According to “Don’t Bet on Fieger Fallout” in The Detroit Free Press,
[c]ampaign finance experts contacted by the Free Press last week were unanimous in their view about what Fieger’s acquittal means for the future of campaign finance law enforcement: next to nothing.
Fieger’s two-pronged trial defense — that federal law does not specifically bar reimbursement and, even if it does, he did not intend to break the law — was a high-wire act that might not work for others.

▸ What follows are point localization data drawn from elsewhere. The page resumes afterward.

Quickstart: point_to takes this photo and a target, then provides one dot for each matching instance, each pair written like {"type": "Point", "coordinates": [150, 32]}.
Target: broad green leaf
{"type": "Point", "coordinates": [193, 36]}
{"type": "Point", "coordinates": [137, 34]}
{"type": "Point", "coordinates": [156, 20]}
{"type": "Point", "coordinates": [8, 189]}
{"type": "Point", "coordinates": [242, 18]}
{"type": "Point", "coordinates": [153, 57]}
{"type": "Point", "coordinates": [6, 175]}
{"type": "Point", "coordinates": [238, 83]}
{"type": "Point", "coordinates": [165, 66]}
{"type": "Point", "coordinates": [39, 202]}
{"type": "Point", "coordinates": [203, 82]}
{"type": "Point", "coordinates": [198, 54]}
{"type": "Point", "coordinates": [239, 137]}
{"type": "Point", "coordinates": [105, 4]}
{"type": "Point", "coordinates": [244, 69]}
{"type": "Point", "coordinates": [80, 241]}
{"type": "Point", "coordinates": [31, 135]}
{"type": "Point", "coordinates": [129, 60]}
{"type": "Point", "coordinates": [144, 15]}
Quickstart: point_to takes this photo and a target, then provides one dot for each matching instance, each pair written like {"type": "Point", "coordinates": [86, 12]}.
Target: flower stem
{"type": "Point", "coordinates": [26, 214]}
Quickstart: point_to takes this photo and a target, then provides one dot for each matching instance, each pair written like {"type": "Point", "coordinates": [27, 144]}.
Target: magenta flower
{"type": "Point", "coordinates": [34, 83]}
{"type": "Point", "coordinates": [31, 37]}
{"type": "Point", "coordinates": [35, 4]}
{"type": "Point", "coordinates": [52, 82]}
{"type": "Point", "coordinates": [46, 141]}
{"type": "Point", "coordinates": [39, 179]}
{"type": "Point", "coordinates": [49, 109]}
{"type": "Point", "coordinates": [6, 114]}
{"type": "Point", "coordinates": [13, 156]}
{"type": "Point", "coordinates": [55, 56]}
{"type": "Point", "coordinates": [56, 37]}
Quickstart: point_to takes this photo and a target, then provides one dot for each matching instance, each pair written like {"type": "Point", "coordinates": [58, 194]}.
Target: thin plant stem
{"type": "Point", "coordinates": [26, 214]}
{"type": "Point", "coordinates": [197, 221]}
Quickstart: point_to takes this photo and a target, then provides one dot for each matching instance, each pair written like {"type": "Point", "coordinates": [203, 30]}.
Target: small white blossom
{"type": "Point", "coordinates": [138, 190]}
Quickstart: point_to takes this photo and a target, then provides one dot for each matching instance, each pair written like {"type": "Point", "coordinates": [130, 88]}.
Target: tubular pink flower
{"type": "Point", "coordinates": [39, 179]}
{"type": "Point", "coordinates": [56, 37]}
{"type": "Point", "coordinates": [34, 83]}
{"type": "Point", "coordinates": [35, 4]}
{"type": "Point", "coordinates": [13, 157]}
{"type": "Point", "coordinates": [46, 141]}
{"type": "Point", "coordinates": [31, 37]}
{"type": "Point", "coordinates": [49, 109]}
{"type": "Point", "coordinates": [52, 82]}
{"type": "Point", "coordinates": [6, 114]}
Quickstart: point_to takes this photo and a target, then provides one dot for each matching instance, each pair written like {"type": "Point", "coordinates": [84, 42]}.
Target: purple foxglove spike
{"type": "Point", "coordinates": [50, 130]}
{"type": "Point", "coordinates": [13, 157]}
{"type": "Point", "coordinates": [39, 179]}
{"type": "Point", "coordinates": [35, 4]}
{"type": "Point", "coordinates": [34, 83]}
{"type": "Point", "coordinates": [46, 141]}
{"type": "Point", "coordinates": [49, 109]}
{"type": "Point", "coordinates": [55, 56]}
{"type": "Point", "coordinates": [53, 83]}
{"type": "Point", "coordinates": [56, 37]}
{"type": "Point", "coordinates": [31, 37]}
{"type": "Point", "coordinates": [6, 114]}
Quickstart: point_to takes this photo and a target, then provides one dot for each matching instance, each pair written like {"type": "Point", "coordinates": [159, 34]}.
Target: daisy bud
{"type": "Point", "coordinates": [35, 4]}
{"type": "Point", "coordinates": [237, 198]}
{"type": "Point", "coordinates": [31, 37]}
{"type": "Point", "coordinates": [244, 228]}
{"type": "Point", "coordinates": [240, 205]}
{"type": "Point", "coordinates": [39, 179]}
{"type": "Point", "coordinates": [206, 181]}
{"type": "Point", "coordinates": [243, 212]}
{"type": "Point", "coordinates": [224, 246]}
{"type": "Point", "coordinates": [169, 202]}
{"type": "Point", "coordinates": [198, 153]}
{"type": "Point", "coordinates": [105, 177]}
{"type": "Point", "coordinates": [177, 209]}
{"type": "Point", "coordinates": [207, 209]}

Using other people as so-called straw donors to funnel campaign cash to a political candidate, as Fieger and his law partner Vernon (Ven) Johnson did for Democratic presidential candidate John Edwards in 2004, is still against the law, the experts said.
“If anybody came to me and told me they were going to use straw donors because, ‘Well, Fieger did it and he didn’t go to prison,’ I would say, ‘You’re not Geoffrey Fieger,’ ” said Larry Noble, a Washington lawyer and former general counsel to the Federal Election Commission.
Fieger’s acquittal can be explained in various ways, the experts said. Jurors may have been confused by a complicated law aimed at thwarting behavior they hadn’t known was illegal to begin with.
They may have accepted the theory propounded by Fieger and his defense team that the government engaged in overkill when 80 FBI agents raided his office and simultaneously swept out across metro Detroit to conduct interviews with the people he’d reimbursed for making donations to Edwards.